I would like to know what impact the number of timesteps has on the learning process, the sampling process and the performance of the model.

In addition, I have seen that in the sampling process, the model is set to to evaluation mode, i.e. model.eval(), is there a reason for this?

Hi @jeanRassaire, thank you for your inquiry. Apologies for the delayed response. Due to an ongoing intensive project, we are fully occupied with daily tasks and unable to address other matters at this time. This situation may continue until the end of June. We will do our best to respond promptly here, but please allow 3-5 days for replies to future inquiries. Thank you for your understanding.

  • Regarding your question about timesteps, they play a crucial role in how diverse the synthesized samples are through the model. More timesteps typically result in more diversity, but they also slow down the sampling process, making it costlier.

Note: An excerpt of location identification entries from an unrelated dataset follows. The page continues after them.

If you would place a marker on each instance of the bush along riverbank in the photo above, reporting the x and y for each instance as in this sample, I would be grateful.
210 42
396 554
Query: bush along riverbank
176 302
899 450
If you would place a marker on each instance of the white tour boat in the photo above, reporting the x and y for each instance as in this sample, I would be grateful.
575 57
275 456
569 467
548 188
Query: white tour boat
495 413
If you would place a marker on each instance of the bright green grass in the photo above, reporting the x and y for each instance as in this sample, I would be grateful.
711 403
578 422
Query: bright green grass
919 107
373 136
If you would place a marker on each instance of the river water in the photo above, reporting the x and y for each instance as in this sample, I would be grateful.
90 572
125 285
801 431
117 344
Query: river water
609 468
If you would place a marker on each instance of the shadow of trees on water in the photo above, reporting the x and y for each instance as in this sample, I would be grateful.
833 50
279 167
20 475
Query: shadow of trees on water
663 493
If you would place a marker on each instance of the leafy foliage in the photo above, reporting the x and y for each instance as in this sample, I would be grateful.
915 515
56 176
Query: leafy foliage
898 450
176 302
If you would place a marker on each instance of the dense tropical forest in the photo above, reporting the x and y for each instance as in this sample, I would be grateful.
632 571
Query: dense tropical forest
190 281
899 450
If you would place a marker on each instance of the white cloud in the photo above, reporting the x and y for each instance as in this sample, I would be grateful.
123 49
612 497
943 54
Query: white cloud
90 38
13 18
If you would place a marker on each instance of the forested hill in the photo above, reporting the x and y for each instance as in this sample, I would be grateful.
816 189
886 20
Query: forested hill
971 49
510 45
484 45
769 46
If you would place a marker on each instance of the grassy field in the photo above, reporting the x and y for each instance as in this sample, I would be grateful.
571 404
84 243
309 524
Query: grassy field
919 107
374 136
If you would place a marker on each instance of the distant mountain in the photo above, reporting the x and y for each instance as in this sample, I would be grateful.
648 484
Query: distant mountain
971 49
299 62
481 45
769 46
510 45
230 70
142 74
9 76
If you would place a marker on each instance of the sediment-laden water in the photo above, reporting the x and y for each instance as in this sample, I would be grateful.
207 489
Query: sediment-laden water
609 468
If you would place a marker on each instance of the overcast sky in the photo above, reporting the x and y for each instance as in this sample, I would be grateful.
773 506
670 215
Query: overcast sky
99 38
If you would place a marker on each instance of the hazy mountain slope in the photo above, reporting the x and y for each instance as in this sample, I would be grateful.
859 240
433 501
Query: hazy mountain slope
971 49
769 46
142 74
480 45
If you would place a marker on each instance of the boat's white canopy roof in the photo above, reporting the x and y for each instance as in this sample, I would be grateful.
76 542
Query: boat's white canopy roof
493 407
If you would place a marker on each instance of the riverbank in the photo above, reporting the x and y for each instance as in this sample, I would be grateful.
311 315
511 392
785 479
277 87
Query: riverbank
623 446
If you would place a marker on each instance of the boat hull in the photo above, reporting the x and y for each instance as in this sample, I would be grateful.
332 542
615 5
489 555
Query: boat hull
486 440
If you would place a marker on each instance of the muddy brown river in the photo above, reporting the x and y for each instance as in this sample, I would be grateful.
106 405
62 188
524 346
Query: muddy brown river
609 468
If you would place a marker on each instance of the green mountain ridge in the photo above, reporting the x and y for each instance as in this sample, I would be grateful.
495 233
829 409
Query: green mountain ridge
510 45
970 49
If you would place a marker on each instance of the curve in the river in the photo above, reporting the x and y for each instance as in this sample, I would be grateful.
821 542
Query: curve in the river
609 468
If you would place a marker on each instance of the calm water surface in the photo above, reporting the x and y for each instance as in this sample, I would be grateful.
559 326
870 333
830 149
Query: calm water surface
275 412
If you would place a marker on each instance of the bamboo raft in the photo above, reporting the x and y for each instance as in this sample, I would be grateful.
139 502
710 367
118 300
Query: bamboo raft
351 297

Therefore, it's essential to find a balance between the number of timesteps and the total number of images in your training dataset. In our experiments, which focused on semantic image synthesis, we aimed for cost-effectiveness. Starting with 250 timesteps yielded acceptable results. We also tested 1000 and 500 timesteps, noting slight differences in image overall quality; more timesteps led to more diverse sampling. Although all results were acceptable, we chose to use 250 timesteps for efficiency but recommend 1000 for optimal diversity. We didn't include these detailed experiments and results in our manuscript due to space limitations, but you can find more information on the efficacy of timesteps in the original denoising diffusion probabilistic model paper available at https://arxiv.org/pdf/2006.11239.pdf.

  • For your second question regarding model.eval(), it is not strictly necessary in our current setup as the dropout rate is set to 0. However, our model code includes a dropout layer, giving users the option to activate it if they wish to experiment with their own dataset. During training, dropout layers randomly deactivate a fraction of input units to prevent overfitting by simulating a reduced network and encouraging independent feature learning by the active units. In contrast, during inference or testing, you would typically want to utilize all units in the network. By applying model.eval(), you deactivate the dropout effect, ensuring all neurons are active for computation. Failing to use model.eval() during inference means dropout is still active, potentially leading to inconsistent and inaccurate results as the model behaves as though it is still in training mode. This is unsuitable for testing on new data where consistent performance is crucial. Thus, while not required in our default setup, model.eval() is essential if any form of dropout is used during experimentation.

Thank you @mobaidoctor , for your reply. yes it solves my problems.